His cousin looked up. “But you think Hanley intended a double cross?”
Ryder nodded. “How could he trust Willcott to keep quiet forever, however much he paid him? So he’d promise the
money, sacrifice Miracle, learn the location of the papers, then turn Willcott adrift in a boat without oars in a spot where the currents would carry it straight onto the rocks of the next headland.”
“Though Willcott must have already told Hanley that he’d hidden the papers amongst Miracle’s possessions?”

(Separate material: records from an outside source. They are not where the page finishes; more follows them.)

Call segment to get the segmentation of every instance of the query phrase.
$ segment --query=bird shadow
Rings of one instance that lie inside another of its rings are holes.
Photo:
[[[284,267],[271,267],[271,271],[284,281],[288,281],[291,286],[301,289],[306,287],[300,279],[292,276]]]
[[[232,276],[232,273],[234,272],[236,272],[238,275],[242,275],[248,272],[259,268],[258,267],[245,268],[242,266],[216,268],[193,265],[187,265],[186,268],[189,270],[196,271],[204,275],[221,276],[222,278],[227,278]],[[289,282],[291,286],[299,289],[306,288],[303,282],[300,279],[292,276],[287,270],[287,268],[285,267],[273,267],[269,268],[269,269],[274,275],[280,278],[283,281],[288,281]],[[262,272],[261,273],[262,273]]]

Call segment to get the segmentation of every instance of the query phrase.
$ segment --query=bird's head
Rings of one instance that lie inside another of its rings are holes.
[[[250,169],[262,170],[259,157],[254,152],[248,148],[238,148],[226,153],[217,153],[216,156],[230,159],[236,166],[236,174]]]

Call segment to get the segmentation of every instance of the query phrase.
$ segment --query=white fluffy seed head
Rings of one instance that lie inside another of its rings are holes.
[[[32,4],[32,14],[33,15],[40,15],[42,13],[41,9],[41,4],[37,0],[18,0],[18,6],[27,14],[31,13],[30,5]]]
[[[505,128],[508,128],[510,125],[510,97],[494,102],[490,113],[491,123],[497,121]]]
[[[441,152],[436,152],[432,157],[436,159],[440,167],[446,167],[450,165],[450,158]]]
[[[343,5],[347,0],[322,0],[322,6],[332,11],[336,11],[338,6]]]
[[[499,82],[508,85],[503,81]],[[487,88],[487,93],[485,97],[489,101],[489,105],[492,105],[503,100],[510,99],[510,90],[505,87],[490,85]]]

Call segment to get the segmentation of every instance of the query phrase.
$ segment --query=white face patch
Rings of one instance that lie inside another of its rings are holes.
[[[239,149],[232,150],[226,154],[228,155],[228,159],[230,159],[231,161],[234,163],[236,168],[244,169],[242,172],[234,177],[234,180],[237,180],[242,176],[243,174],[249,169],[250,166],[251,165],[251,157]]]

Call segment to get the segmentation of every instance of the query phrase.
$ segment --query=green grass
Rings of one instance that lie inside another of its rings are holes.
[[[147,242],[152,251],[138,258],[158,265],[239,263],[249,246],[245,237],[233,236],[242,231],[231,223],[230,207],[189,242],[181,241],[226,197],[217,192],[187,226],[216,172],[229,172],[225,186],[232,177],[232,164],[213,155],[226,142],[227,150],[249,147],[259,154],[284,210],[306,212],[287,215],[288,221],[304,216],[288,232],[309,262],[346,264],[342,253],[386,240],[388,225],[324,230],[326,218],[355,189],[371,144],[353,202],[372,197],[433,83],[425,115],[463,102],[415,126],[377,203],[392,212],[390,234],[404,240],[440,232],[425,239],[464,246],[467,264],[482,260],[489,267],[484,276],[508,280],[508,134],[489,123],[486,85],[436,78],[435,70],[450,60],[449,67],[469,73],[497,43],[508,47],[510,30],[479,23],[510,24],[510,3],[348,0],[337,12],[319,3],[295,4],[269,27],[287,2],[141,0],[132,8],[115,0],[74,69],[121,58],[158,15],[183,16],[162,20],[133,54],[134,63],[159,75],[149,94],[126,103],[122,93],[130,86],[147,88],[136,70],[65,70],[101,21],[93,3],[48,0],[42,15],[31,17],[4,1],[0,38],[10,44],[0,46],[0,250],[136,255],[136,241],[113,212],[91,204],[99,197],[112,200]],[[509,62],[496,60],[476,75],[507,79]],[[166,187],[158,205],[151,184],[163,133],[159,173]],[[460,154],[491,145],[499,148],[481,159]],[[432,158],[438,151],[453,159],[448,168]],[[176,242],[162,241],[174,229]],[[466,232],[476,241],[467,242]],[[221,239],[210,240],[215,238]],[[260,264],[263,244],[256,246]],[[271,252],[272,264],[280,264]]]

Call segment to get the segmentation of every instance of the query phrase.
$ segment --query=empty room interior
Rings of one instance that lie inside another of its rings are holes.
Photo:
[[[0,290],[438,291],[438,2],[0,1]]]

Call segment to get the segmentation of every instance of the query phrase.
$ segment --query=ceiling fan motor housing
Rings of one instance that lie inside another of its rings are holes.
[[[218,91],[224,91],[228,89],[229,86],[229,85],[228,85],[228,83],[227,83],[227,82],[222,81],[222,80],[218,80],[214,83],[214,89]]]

“I imagine he told him on the yacht that night. It was the truth, after a fashion. He probably refused to explain exactly, till after he’d secured the money, but a half truth was necessary to win Hanley’s confidence. However, Miracle put a little damper on everyone’s plans when she put a knife into Willcott’s shoulder. Now, get some sleep, Guy! There’s nothing more we can do now, except pray.”
Guy pulled a rug up over his shoulders and slumped into a corner of the carriage. In a few moments, he was asleep.
Ryder sank his head into both hands and tried to bury his fear. He even tried to pray, for Miracle’s safety, for her love. Yet another thought intruded, as he looked up to see Guy settle into the deep slumber of exhaustion: a generous man, his cousin, to knock himself out for a woman who had already pledged herself to another.
MIRACLE shrugged and gazed about the Great Hall. The room was dominated by images of St. George and the dragon. Perhaps the gentleman had lost his nerve, after all? Which meant that her visitor was almost certainly not Lord Dartford.
She turned to speak to the footman. “A gentleman came here asking for me, Duncan, but he didn’t give his name?”
“That’s right, my lady, but he’s gone now.”
“Gone? You mean his coach already left?”
“Yes, my lady. A few minutes ago.”
“Can you describe the crest on the door?”
The footman shook his head, but he went to question someone from the stables. Miracle waited with a vague sense of unease.
Duncan’s shoes resounded heavily on the floorboards as he came back. “The coach was damaged, my lady, but recently repaired. The head groom says it looked like a bullet had gone through the door panel. He made this little sketch of the crest.”